Eh

So I decided to go see Star Wars, Episode 3, before it left the theatres. I’d seen every one up till now on its first run in the theatres, and it’s apparently part of the zeitgeist of my generation that the ticket get punched for each one. I saw the first one at a less impressionable age than some, and so wasn’t as impressed with it as that generation–my lodestone for SF movies remains 2001, having grown up on a steady diet of Heinlein, Clarke and Asimov, and that was the first SF movie that really tried to get it right (unlike Star Wars, which simply tried to get the effects spectacular, physics notwithstanding).

I know I’m a little late to the party, in terms of reviewing this film, but it’s tough, given today’s technology, for a movie to ride on special effects any more, just as it was easy to do so in 1977, because so much of the field laid unplowed. So the effects were simply what was expected, and had lost their capability to amaze.

How did I like the movie?

As I’ve already said, not being a Star Wars fanatic, I had no expectations. Or rather, given the previous two pathetic Lucas efforts, my expectations were that it would be bad. It lived down to them, but managed to barely maintain my interest for a couple hours, if only to see if it could manage to not be as bad as its predecessors. In that, it succeeded. Barely. I do think that, that had I been Lucas, and wanted to goose the box office draw, I would have at least put out a rumor that Jar-Jar Binks would be killed in some drawn-out and gruesome manner, if not actually doing it in the movie. I’d have paid double the price to see that.

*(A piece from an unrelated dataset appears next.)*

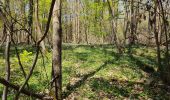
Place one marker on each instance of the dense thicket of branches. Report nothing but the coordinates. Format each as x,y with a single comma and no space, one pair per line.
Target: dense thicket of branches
118,22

I’m putting together case studies for system failures as part of my day job, and I think I may do this as one for a failure of management. The Jedi screwed the puppy big time, though the Anakin character seemed too weak and pussilanimous to begin with to be the appropriate subject of a proper Greek tragedy.

But mainly, it increased my admiration for Natalie Portman as an actress. She was given a role so pedestrian and devoid of character (unlike her putative daughter, Leia, in the pre-sequels) that it seemed a travesty of her talent. I’d always thought her a good actress, but the first two movies of this series were disappointing. But in this one, George Lucas’ wooden dialogue skills brought her talents fully to the fore. Any intelligent woman who can mouth the words “Hold me, Anakin, hold me like you did by the lake on Naboo,” and keep a straight face deserves the Oscar.